The drawings show an embodiment of the present invention; FIG. 1 is a block circuit diagram of this embodiment, FIG. 2 is a plan view of its external appearance, and FIG. 3 is a configuration diagram of the display device shown in FIG. 2. , Fig. 4 is a main configuration diagram of the RAM shown in Fig. 1, Fig. 5 is a general flowchart showing an overview of the overall operation, and Figs. 6 a and b are details of the key processing shown in Fig. 5. FIG. 7 is a flowchart showing the specific contents of the page change process shown in FIG. 6b, and FIG.

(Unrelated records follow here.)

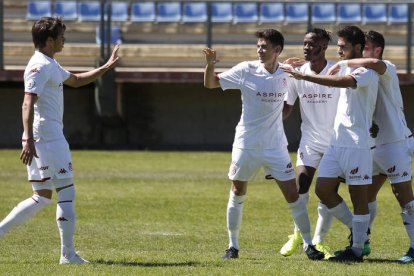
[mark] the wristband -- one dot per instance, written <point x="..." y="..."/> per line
<point x="343" y="64"/>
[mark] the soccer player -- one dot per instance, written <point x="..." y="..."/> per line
<point x="317" y="108"/>
<point x="349" y="153"/>
<point x="260" y="140"/>
<point x="394" y="142"/>
<point x="45" y="150"/>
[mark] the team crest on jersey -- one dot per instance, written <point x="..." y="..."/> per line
<point x="354" y="171"/>
<point x="391" y="170"/>
<point x="233" y="169"/>
<point x="31" y="84"/>
<point x="284" y="82"/>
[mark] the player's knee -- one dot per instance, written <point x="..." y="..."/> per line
<point x="41" y="200"/>
<point x="319" y="191"/>
<point x="304" y="183"/>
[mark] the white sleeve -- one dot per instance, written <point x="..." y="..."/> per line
<point x="233" y="78"/>
<point x="64" y="73"/>
<point x="389" y="72"/>
<point x="35" y="79"/>
<point x="292" y="92"/>
<point x="363" y="76"/>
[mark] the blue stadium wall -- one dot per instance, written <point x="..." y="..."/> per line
<point x="155" y="117"/>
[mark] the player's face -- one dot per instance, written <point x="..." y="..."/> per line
<point x="345" y="49"/>
<point x="266" y="51"/>
<point x="369" y="50"/>
<point x="59" y="42"/>
<point x="313" y="49"/>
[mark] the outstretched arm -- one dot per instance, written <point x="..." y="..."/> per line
<point x="334" y="81"/>
<point x="210" y="79"/>
<point x="81" y="79"/>
<point x="371" y="63"/>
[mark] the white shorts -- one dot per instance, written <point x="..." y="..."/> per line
<point x="394" y="160"/>
<point x="54" y="162"/>
<point x="247" y="162"/>
<point x="309" y="155"/>
<point x="352" y="164"/>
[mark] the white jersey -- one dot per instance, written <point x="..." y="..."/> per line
<point x="355" y="110"/>
<point x="318" y="104"/>
<point x="263" y="94"/>
<point x="44" y="77"/>
<point x="389" y="112"/>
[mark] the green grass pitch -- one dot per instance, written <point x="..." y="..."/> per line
<point x="164" y="213"/>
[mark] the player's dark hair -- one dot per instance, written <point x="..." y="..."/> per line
<point x="320" y="34"/>
<point x="353" y="35"/>
<point x="273" y="36"/>
<point x="46" y="27"/>
<point x="376" y="39"/>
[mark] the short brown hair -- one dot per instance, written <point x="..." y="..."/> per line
<point x="273" y="36"/>
<point x="46" y="27"/>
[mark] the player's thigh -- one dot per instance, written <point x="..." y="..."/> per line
<point x="329" y="166"/>
<point x="42" y="167"/>
<point x="393" y="160"/>
<point x="356" y="164"/>
<point x="245" y="163"/>
<point x="308" y="155"/>
<point x="62" y="159"/>
<point x="277" y="163"/>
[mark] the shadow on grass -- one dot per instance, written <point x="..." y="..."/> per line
<point x="371" y="260"/>
<point x="144" y="264"/>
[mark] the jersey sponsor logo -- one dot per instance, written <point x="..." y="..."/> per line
<point x="62" y="171"/>
<point x="316" y="97"/>
<point x="271" y="96"/>
<point x="233" y="169"/>
<point x="289" y="168"/>
<point x="31" y="83"/>
<point x="284" y="82"/>
<point x="354" y="171"/>
<point x="391" y="170"/>
<point x="391" y="175"/>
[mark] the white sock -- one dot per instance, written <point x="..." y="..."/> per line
<point x="407" y="215"/>
<point x="342" y="213"/>
<point x="305" y="199"/>
<point x="372" y="206"/>
<point x="323" y="224"/>
<point x="66" y="218"/>
<point x="360" y="225"/>
<point x="300" y="216"/>
<point x="234" y="217"/>
<point x="23" y="212"/>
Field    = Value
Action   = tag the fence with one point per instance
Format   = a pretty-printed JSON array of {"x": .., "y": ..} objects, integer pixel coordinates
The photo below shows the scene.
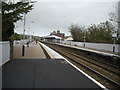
[
  {"x": 4, "y": 52},
  {"x": 100, "y": 46}
]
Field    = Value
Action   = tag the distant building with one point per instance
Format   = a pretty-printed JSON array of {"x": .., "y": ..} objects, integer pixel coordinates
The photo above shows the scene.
[
  {"x": 68, "y": 38},
  {"x": 52, "y": 38},
  {"x": 58, "y": 33}
]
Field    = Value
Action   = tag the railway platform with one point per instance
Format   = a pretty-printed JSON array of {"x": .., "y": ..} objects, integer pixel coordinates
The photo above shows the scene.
[{"x": 48, "y": 70}]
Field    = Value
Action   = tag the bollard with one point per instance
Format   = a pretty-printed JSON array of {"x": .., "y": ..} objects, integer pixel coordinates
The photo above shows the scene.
[
  {"x": 113, "y": 49},
  {"x": 84, "y": 45},
  {"x": 23, "y": 50}
]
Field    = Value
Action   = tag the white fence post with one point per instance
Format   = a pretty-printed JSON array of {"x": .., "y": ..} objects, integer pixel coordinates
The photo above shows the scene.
[{"x": 5, "y": 52}]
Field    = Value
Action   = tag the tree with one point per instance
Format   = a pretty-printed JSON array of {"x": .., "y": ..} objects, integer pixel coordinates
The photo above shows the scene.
[
  {"x": 76, "y": 32},
  {"x": 101, "y": 32},
  {"x": 11, "y": 13}
]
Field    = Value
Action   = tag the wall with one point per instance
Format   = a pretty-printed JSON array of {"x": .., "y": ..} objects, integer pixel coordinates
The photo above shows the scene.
[{"x": 5, "y": 52}]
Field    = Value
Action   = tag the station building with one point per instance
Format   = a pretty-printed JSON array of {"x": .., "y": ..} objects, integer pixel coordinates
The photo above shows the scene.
[{"x": 52, "y": 38}]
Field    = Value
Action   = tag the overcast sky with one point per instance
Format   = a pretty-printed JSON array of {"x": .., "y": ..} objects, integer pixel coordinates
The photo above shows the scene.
[{"x": 50, "y": 16}]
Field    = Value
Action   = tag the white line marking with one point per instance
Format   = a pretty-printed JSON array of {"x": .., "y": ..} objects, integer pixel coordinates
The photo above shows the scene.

FIG. 6b is a flowchart showing the specific contents of the editing process, and FIG. 9 is a diagram showing the display state that changes with switch operation. 1...Keyboard, 2...Display device, 15...
RAM, 16...Operation decoder, 21
...ROM, 22...Input section.

Claims (1)

[Claims] 1. A data storage means for storing a plurality of normal data and a plurality of secret data, and a readout switch for sequentially reading out the plurality of normal data among the plurality of normal data and the plurality of secret data stored in the data storage means. means, a display device for sequentially switching and displaying the plurality of normal data read out by the reading switch means, a password data storage means for storing password data, and a password stored in the password data storage means. display control means for switching and displaying the plurality of secret data stored in the data storage means on the display means when the same data as the data is input; It is characterized by comprising data changing means for changing the displayed secret data to normal data that is read out by the readout switch means and switched and displayed on the display device when the secret data is displayed. Data storage device.